I recall the meetings the city had that were open to the public as they discussed what they wanted to do with the median art spaces. I remember my frustration as the focus seemed to already be behind one singular idea, petroglyphs. I took the podium to request we broaden our scope to cover other fascinating areas of our history such as mining, weapons development, wild mustangs wrangling, etc. I pointed out places like Sedona that didn’t limit the artists to fit in a box, but accepted art of a variety of styles and topics, though they all seem to reflect the beauty of the area. I suggested artists might not be excited to be given rigid parameters of style considering artists tend to thrive with freedom of expression. I remember Skip Gorman addressing my thoughts and saying all that can be achieved through the filter of petroglyphs.
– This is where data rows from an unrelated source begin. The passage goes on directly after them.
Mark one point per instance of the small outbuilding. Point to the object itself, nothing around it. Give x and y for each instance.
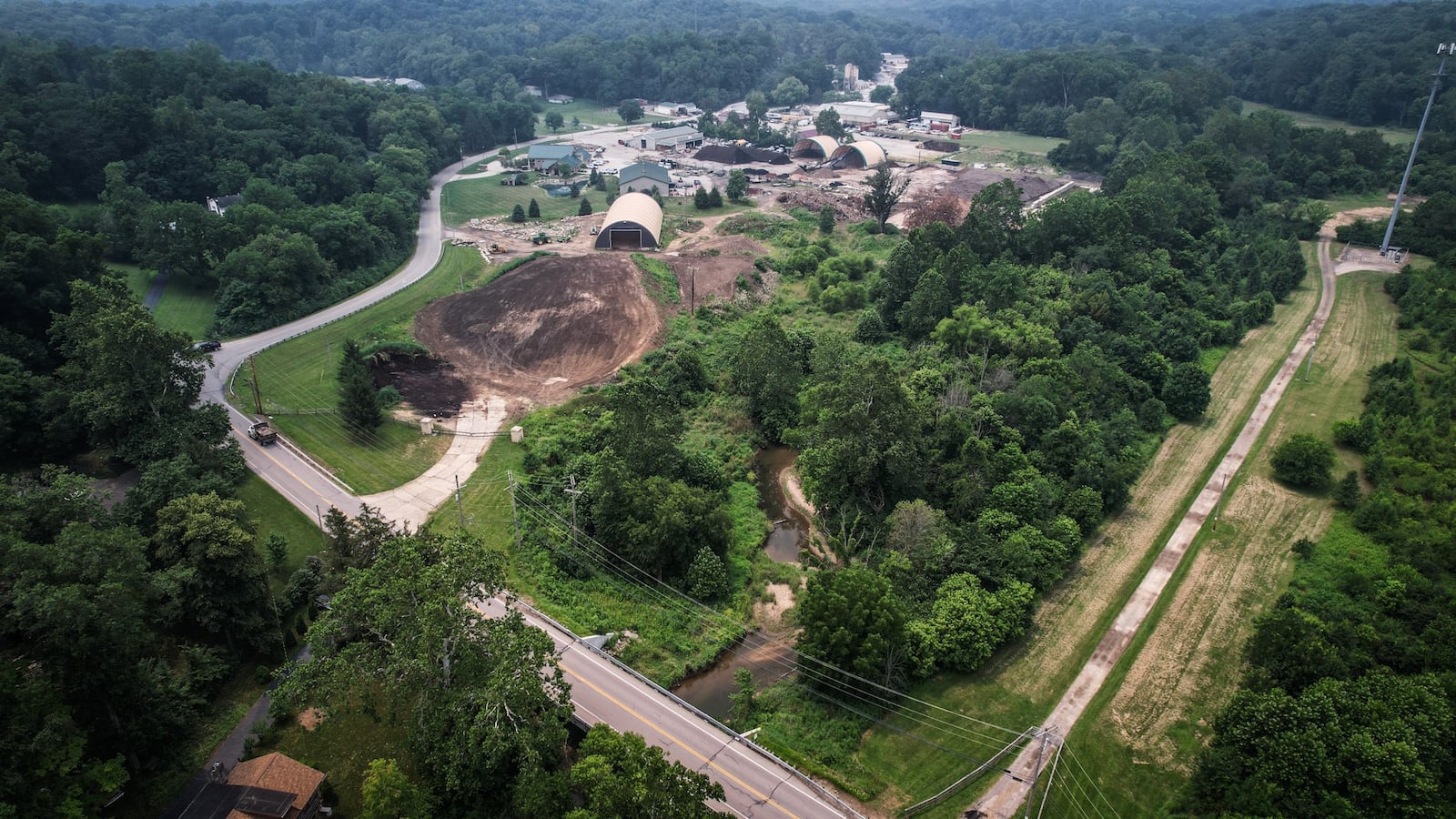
(633, 223)
(644, 177)
(859, 155)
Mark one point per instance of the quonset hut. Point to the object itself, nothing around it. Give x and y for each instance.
(859, 155)
(633, 223)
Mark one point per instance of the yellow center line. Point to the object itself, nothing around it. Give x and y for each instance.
(681, 743)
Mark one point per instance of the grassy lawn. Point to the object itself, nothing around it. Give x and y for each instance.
(1394, 136)
(1249, 555)
(300, 375)
(137, 278)
(187, 307)
(1001, 146)
(475, 198)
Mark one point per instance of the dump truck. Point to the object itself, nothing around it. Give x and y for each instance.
(262, 431)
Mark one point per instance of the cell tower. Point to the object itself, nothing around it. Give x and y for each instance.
(1445, 50)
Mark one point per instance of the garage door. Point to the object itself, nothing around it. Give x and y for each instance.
(626, 238)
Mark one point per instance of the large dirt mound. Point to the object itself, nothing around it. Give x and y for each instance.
(546, 329)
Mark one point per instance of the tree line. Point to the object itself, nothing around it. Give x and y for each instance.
(1347, 705)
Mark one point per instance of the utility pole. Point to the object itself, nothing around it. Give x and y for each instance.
(572, 491)
(1445, 50)
(258, 398)
(516, 521)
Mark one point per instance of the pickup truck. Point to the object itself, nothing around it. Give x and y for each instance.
(262, 431)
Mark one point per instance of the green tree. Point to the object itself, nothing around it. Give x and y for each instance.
(482, 698)
(1349, 493)
(389, 793)
(1303, 460)
(885, 193)
(359, 398)
(630, 111)
(1186, 390)
(211, 545)
(619, 775)
(852, 622)
(737, 184)
(706, 576)
(791, 91)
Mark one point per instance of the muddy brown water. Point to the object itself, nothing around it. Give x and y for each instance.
(766, 661)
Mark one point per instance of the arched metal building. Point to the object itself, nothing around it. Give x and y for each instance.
(633, 222)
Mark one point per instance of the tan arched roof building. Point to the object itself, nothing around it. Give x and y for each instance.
(633, 222)
(861, 155)
(814, 147)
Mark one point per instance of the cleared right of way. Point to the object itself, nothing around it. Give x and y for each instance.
(1012, 789)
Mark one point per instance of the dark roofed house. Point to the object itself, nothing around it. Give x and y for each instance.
(644, 177)
(220, 205)
(269, 787)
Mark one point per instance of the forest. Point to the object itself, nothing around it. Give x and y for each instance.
(970, 398)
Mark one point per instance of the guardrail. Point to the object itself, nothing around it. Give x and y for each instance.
(682, 703)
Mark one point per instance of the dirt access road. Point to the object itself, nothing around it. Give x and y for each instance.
(1011, 792)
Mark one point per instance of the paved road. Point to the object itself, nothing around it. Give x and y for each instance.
(1002, 800)
(754, 785)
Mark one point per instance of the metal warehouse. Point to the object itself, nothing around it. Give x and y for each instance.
(633, 223)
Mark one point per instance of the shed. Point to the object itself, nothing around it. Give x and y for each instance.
(664, 138)
(815, 147)
(633, 222)
(644, 177)
(859, 155)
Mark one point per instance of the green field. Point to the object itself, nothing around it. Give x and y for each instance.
(477, 198)
(302, 375)
(1009, 147)
(1394, 136)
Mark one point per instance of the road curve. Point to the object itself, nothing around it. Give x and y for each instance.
(1011, 790)
(754, 785)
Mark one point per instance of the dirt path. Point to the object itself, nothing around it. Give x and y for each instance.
(1008, 793)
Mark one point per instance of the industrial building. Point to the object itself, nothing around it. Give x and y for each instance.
(859, 155)
(644, 177)
(672, 138)
(814, 147)
(633, 222)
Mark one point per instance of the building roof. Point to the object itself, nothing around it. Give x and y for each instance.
(278, 773)
(640, 208)
(550, 152)
(870, 152)
(640, 169)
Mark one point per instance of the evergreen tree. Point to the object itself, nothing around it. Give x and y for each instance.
(359, 397)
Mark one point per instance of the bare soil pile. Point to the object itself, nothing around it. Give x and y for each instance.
(545, 329)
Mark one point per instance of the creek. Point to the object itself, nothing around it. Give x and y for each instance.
(711, 688)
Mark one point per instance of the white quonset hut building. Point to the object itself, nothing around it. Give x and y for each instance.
(814, 147)
(859, 155)
(633, 222)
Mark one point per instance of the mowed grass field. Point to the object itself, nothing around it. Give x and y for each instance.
(1142, 736)
(1021, 683)
(1394, 136)
(477, 198)
(302, 375)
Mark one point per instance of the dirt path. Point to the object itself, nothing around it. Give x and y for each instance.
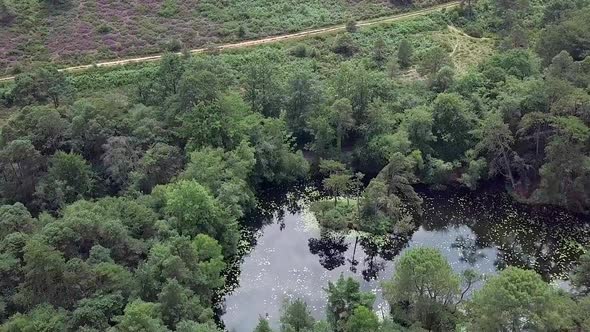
(268, 40)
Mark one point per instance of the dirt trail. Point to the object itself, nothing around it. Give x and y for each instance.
(268, 40)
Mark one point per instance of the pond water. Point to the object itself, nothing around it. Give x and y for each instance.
(288, 256)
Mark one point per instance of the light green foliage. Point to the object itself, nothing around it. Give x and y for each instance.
(157, 166)
(226, 174)
(518, 300)
(454, 122)
(263, 326)
(433, 60)
(20, 165)
(15, 218)
(197, 265)
(362, 320)
(405, 53)
(496, 141)
(140, 316)
(68, 179)
(424, 289)
(296, 317)
(581, 275)
(196, 211)
(344, 297)
(41, 318)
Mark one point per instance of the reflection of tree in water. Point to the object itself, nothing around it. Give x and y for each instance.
(544, 239)
(330, 248)
(469, 250)
(379, 250)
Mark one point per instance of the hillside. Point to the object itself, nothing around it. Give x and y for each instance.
(83, 31)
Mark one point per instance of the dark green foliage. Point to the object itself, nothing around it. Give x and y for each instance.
(344, 297)
(404, 53)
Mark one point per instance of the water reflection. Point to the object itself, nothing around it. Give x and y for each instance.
(286, 257)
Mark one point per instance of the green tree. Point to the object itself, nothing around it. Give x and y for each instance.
(263, 88)
(158, 165)
(197, 212)
(263, 325)
(379, 52)
(344, 297)
(296, 317)
(20, 166)
(433, 60)
(404, 54)
(496, 140)
(42, 318)
(15, 218)
(454, 123)
(303, 98)
(68, 179)
(425, 289)
(43, 84)
(170, 73)
(120, 158)
(580, 277)
(517, 300)
(362, 320)
(140, 316)
(342, 120)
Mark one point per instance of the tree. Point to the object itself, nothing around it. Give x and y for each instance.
(581, 275)
(68, 179)
(197, 87)
(517, 300)
(43, 270)
(20, 166)
(362, 320)
(296, 317)
(96, 311)
(178, 303)
(15, 218)
(351, 26)
(120, 159)
(433, 60)
(495, 138)
(443, 79)
(140, 316)
(170, 73)
(379, 52)
(7, 12)
(344, 297)
(42, 318)
(263, 89)
(565, 176)
(342, 120)
(46, 128)
(45, 83)
(569, 35)
(263, 325)
(424, 288)
(404, 53)
(197, 212)
(344, 45)
(454, 123)
(157, 166)
(303, 98)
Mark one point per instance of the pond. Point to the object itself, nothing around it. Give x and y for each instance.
(289, 257)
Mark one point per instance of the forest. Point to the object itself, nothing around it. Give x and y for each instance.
(125, 190)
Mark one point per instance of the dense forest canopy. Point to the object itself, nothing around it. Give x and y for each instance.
(124, 189)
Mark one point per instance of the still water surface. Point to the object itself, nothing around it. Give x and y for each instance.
(289, 257)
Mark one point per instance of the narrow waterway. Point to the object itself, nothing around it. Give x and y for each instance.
(484, 231)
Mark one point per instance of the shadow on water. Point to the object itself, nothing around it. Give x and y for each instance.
(284, 255)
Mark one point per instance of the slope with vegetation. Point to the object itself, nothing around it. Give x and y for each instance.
(123, 189)
(82, 31)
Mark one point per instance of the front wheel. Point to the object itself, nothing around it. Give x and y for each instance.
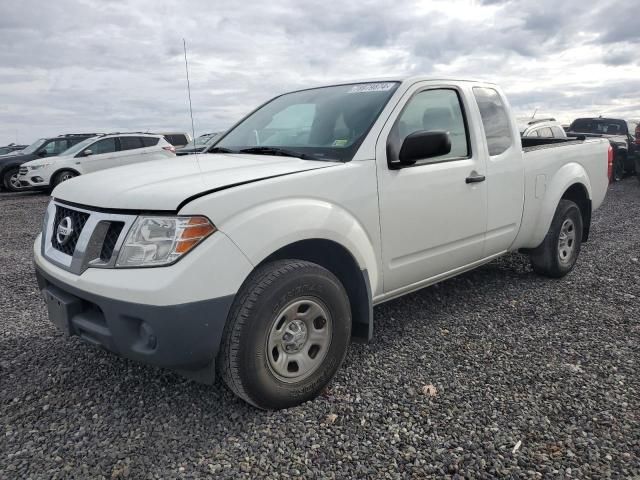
(10, 180)
(558, 252)
(286, 336)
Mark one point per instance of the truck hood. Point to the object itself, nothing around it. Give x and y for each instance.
(166, 184)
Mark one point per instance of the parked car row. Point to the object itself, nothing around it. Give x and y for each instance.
(49, 161)
(622, 134)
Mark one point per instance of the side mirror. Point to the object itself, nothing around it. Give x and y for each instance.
(424, 144)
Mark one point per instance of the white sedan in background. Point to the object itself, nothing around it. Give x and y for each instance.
(94, 154)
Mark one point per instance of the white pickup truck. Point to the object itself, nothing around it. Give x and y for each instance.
(262, 259)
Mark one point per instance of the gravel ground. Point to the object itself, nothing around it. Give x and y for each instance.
(528, 377)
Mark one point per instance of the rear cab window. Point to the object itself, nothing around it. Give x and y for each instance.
(545, 132)
(495, 120)
(106, 145)
(130, 143)
(150, 141)
(432, 110)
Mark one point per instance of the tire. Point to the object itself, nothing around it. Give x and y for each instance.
(10, 181)
(267, 356)
(558, 252)
(62, 176)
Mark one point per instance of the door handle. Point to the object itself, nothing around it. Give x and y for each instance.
(475, 178)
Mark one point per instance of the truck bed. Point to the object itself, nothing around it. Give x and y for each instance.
(537, 143)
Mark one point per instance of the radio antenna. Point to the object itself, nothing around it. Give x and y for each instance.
(186, 67)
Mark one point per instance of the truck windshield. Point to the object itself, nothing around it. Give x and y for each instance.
(34, 146)
(603, 126)
(78, 147)
(321, 123)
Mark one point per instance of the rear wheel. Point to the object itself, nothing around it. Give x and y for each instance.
(62, 176)
(10, 180)
(558, 252)
(286, 336)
I believe there are around 24 or so installation locations along China Lake Blvd and noticed over the years how few art installations ended up taking those spaces and it seems to me the majority of them are done by one or two artists. I always wondered if the lack of interest from community artists was because of what I warned about.

A toxic trait of Ridgecrest has always been how we get behind a single idea and can then be unbending. This trait, though coming from well-meaning citizens who love Ridgecrest as much as I do, seems to have bit us in the, once again.

I understand the concern of the Kawaiiau representatives. It makes no sense why they were never consulted or brought in as partners in the petroglyph projects. I’m certain the intent wasn’t to disrespect them or their heritage, but sometimes we have to stop the forward momentum of our stampede to see who might be affected.